Hello! My name is Watson and I’m a freelance web developer. I create web sites using the latest tech for clients of all sizes. Contact me and I’ll help you build your dream project.

Checking the integrity of all JPG files in a directory

I recently had a hard drive go bad on me which actually turned out to be a motherboard going bad. The hard drive may be fine but I don’t want to take any chances, and anyway, you can buy 1 terabyte now for about $70 US. There was definitely something goofy going on with access to the drive. I keep daily backups but a perfect backup of a corrupted source is no good. My most important files are my digital photos, mostly JPG images. I did some visual spot checking but once I hit 8,500 photos in 2005 I looked for a better alternative. Here’s what I came up with. (This works on Linux computers. You’ll have to alter your process on Windows and Macs but the principles are the same.)

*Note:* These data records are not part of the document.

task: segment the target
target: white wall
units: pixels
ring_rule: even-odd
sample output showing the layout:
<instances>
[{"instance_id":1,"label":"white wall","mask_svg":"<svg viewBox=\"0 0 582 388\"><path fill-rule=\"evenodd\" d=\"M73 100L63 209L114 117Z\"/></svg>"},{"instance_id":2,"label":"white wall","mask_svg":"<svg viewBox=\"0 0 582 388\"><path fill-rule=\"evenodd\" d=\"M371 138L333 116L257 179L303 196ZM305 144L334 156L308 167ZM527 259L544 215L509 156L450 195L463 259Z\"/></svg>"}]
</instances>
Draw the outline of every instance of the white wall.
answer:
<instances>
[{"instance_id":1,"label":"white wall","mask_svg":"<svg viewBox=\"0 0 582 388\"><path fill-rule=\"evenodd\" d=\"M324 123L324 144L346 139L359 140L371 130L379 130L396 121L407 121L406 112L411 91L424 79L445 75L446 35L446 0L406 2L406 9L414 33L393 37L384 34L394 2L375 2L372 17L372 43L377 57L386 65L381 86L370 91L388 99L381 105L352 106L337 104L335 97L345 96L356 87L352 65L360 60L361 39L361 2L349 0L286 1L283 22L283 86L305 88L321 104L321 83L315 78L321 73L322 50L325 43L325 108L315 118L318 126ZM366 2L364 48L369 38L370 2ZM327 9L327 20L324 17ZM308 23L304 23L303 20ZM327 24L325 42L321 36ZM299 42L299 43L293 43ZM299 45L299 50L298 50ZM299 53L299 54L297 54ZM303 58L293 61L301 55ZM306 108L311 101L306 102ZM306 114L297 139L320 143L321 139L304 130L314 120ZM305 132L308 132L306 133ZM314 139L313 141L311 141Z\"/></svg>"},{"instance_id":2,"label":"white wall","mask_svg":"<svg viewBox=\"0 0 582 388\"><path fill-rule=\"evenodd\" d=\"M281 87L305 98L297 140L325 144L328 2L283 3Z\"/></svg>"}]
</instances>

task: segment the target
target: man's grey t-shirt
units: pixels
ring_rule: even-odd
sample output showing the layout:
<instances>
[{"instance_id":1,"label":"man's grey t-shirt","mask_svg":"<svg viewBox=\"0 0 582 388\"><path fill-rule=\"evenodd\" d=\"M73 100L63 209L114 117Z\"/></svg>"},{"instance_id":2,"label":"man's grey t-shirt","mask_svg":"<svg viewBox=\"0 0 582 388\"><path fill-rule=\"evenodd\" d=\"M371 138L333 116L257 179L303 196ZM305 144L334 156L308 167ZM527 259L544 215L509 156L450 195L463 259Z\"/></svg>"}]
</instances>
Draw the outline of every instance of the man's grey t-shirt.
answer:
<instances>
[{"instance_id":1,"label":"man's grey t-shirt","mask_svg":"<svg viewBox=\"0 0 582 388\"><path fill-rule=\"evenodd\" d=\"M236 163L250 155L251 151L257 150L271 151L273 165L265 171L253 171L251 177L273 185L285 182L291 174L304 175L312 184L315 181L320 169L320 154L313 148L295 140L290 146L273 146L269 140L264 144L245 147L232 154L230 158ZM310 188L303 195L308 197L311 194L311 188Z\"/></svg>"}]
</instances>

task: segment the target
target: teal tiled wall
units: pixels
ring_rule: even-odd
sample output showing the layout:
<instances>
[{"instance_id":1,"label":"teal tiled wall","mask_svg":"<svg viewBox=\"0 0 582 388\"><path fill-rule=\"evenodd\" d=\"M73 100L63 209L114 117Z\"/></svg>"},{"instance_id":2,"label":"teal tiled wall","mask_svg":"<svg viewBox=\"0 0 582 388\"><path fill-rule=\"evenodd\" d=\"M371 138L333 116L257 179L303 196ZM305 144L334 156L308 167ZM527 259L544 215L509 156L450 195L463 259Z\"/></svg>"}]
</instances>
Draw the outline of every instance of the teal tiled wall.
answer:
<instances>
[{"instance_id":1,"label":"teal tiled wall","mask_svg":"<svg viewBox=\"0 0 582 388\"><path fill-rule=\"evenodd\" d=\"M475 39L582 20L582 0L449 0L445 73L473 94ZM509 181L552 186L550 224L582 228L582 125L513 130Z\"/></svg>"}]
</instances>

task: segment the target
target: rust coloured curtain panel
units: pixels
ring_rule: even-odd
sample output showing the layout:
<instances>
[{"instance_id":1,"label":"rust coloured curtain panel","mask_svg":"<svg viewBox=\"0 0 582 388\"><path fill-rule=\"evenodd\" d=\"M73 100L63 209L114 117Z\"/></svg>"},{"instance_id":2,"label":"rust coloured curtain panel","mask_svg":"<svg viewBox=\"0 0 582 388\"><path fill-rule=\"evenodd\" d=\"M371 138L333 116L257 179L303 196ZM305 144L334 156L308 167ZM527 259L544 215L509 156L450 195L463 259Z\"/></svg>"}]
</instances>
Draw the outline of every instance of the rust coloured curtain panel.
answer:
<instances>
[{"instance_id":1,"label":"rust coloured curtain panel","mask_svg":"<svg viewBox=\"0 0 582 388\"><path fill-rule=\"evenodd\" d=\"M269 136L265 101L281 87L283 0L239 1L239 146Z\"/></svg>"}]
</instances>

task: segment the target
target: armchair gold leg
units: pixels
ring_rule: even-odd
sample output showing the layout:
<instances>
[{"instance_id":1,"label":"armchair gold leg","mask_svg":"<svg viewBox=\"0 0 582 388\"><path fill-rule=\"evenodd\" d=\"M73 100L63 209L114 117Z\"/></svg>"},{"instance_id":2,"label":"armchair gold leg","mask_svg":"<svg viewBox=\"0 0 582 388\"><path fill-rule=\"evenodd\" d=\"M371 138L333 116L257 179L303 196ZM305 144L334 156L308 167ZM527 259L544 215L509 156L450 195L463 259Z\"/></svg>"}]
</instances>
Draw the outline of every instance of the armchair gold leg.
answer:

First, find a nifty little utility called jpeginfo and install it. jpeginfo is a command line program that attempts to quickly decompress a JPG file and tell you what happens. It’s not infallible, but I’m betting that if the JPG file decompresses successfully then the files are good.

Then you just open a shell, cd to your photos directory and run jpeginfo -c on all of your files. Like so:

    cd photos
    find -iname “*.jpg” -print0 | xargs -0 jpeginfo -c | grep -e WARNING -e ERROR
Any corrupted JPG files will be listed.

How it works: the find command lists all files ending with .jpg (case insensitive). It passes it to xargs which runs jpeginfo -c on each file. The grep command shows just the files that had a WARNING. Instead of grep WARNING you could also redirect the output to a file so that you can see all of the results.

I found 4 corrupted JPGs in my collection of over 35,000 photos. I knew about some of these. At least 2 I think were corrupted during transfer off the memory card. JPG images are surprisingly resilient. Even with bad data in the file a lot of the image could be decoded in 3 of 4 of the images.